© De qui se moque-t-on ? Par Monsieur KAK
La place de la femme en politique française, une féminisation du gouvernement encore loin de son apogée
Semé d’une présence quasi insurmontable, d’une inégalité certaine et d’un sentiment d’illégitimité, la lutte acharnée pour la féminisation du gouvernement rencontre toujours des fragilités persistantes, dans un contexte du 21ème siècle semblant pourtant à l’origine moderne et évolué à des égards.
Quelles évolutions dans un contexte historique semé d’injustices ?

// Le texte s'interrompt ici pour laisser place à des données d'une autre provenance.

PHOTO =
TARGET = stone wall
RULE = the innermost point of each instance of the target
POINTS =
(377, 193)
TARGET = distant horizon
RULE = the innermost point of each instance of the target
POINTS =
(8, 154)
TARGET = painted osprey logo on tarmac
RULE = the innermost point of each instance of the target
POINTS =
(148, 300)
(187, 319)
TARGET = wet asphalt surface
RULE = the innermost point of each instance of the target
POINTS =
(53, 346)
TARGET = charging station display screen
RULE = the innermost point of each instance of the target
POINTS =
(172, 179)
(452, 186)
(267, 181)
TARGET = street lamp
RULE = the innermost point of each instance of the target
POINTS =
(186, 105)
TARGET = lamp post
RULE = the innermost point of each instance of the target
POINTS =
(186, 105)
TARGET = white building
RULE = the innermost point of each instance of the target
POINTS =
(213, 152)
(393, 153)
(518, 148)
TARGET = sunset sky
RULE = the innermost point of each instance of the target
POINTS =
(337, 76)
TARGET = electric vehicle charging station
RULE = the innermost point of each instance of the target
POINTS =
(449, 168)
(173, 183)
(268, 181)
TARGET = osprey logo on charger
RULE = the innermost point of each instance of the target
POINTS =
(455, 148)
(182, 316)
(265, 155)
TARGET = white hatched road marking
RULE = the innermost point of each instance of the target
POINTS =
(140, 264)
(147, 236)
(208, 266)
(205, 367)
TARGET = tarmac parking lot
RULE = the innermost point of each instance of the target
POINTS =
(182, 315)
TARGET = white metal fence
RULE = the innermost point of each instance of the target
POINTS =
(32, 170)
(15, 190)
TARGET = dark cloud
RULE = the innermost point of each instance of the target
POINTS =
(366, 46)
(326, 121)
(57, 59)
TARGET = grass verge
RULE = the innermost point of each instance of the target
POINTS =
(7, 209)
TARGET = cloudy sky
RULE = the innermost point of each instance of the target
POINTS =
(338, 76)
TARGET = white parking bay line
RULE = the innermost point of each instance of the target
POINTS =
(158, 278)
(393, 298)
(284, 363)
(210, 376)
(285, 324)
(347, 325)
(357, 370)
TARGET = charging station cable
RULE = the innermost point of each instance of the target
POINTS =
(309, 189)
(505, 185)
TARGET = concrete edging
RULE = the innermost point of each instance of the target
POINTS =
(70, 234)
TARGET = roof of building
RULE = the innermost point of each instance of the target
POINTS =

La place des femmes dans la politique française a en effet évolué au cours des siècles. Nous remarquons de prime abord, pendant la période de la Révolution française, l’émancipation des femmes qui est malheureusement contestée, époque durant laquelle Olympes de Gouges écrit d’ailleurs la fameuse Déclaration des droits de la Femme et de la Citoyenne en 1791. Depuis cet événement, quelques revendications féministes ont ensuite lieu, telles que les révoltes des suffragettes au Royaume-Uni, mais leur combat continue de rencontrer des difficultés de toutes sortes. Effectivement, on l’observe sans peine avec l’exemple du régime de Vichy qui n’est pourtant pas pas si lointain que l’on pourrait le penser, et qui leur assignait encore le rôle de femme au foyer, réduite aux tâches domestiques et au rôle de mère uniquement. En 1944, les femmes obtiennent enfin le droit de vote alors que les hommes l’avaient depuis 1848, en rappelant également que dans l’Histoire elles n’ont pas toujours eu le droit à l’éducation. Finalement, ce n’est pas plus tardivement qu’au 20ème siècle que l’image de la femme évolue, et que la question de l’égalité entre l’homme et cette dernière commence à se poser avec notamment la révision du Code civil français entre 1999 et 2008.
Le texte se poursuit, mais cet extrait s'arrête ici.